There is a mouse in the cellar...

I also have a semi-feral cat that has at least 15 kills I know of , plus a few squirrels.
I’ll rent her out for bottles of Domaine de la Romanée-Conti !

Nutella.

They will kill amongst themselves for a bite.

Poison inside the tubes I mentioned isn’t harmful to any other animals/pets as they can’t get at it. The mice die together quickly as a group and they don’t leave carcasses in my experience as they shrivel up and disintegrate very quickly. Trying to pick them off one by one with traps won’t eradicate the problem. They multiply very quickly.

wouldn’t use inside. They die in the walls and rot.

There’s always the Caddyshack method.

We have lots of the little critters because we have the woods behind my house and a creek running along one side. I guess I am heartless, but I just love the snapping sound when the trap slams shut. The idea of humanely dropping off a mouse at the local State Park and then coming home to have a Flannery dry aged porterhouse seems a bit off to me. A little piece of hot dog smeared with peanut butter does the job very well.

He’d have them exterminated, but they are such good cooks.

Agree poison is not ideal, as they will usually die inside a wall (or similar). I just removed our old hot tub plus decking and found no less than 5 mummified rats under, most likely poisoned by the previous owners.

Also I believe in good old fashioned snap traps. Rodents are not endangered and it is a quick way to go.

And pets and birds will not eat the poisoned vermin.

Two down. Hopefully that is it; but continuing our trap regime.

While true, from experience the smell dissipates within a couple of days.

Plus, if it’s Cumadin (or whatever the blood thinning poison is), they often go outside in search of water and die there.

That’s what I’ve found as well. I bought a house that is in the woods a few years back. I was hesitant to let the exterminator use it, but the previous owner had let them breed out of control in the attic, and as the exterminator pointed out, we needed some swift action to win the war.
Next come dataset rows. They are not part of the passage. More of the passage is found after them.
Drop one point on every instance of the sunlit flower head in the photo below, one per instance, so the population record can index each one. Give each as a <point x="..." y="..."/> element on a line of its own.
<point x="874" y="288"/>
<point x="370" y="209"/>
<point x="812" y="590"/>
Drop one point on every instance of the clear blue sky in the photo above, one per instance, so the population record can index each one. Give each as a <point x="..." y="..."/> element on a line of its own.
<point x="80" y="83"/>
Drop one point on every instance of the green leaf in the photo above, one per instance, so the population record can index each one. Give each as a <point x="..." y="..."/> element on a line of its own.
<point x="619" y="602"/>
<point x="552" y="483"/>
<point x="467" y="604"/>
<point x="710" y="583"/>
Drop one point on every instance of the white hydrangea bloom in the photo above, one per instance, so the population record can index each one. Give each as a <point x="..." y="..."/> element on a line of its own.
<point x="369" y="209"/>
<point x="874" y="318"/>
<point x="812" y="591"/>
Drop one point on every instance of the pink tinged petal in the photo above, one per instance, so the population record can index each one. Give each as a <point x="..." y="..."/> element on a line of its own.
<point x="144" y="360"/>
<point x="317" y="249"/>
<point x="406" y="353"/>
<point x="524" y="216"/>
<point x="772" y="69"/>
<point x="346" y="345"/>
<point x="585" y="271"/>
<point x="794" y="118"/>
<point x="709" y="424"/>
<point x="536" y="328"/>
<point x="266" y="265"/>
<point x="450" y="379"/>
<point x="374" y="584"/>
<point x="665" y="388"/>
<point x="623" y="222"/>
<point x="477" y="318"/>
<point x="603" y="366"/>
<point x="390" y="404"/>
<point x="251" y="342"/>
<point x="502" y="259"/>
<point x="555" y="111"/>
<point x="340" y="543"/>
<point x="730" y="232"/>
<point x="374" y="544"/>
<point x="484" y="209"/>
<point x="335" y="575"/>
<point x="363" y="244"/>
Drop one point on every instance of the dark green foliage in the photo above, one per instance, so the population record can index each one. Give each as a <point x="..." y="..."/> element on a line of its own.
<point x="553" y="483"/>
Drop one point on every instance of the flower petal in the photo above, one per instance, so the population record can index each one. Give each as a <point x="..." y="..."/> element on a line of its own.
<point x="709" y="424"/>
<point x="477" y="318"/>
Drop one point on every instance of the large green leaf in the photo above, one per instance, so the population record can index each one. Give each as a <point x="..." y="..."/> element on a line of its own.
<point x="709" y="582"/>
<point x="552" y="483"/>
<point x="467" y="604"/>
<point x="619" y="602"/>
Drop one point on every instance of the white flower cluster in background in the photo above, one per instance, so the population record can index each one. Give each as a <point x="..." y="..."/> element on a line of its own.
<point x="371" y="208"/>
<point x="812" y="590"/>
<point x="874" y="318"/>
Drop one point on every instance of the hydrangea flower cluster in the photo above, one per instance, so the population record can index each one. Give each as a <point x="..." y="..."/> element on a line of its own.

Shock and awe! Control the battlespace!

How long until we have another thread started asking if mouse poop in a cellar will affect flavor profiles when aging? I would have already started one if I was feeling extra-trollish.

In regard to mouse control, the best offense is a good defense. Vermin proof construction goes a long way in keeping critters out. Once or twice a year I do a full exterior review of our house and make sure that penetrations are sealed, intakes and exhausts have bird screen over them, and gasketing is tight around windows and doors. This in addition to a robust hawk population and a few feral cats in the neighborhood keeps things under control.

The one year that we did have some invaders, we opted for old school traps with peanut butter as bait. It seemed to work well enough.

TW

Leave the un-poisoned carcasses for preying birds. But place a warning, in case some birds have peanut allergy.

And how long until someone says “It won’t affect Beaucastel?”

Have had some issues over the years and use a regular spring trap.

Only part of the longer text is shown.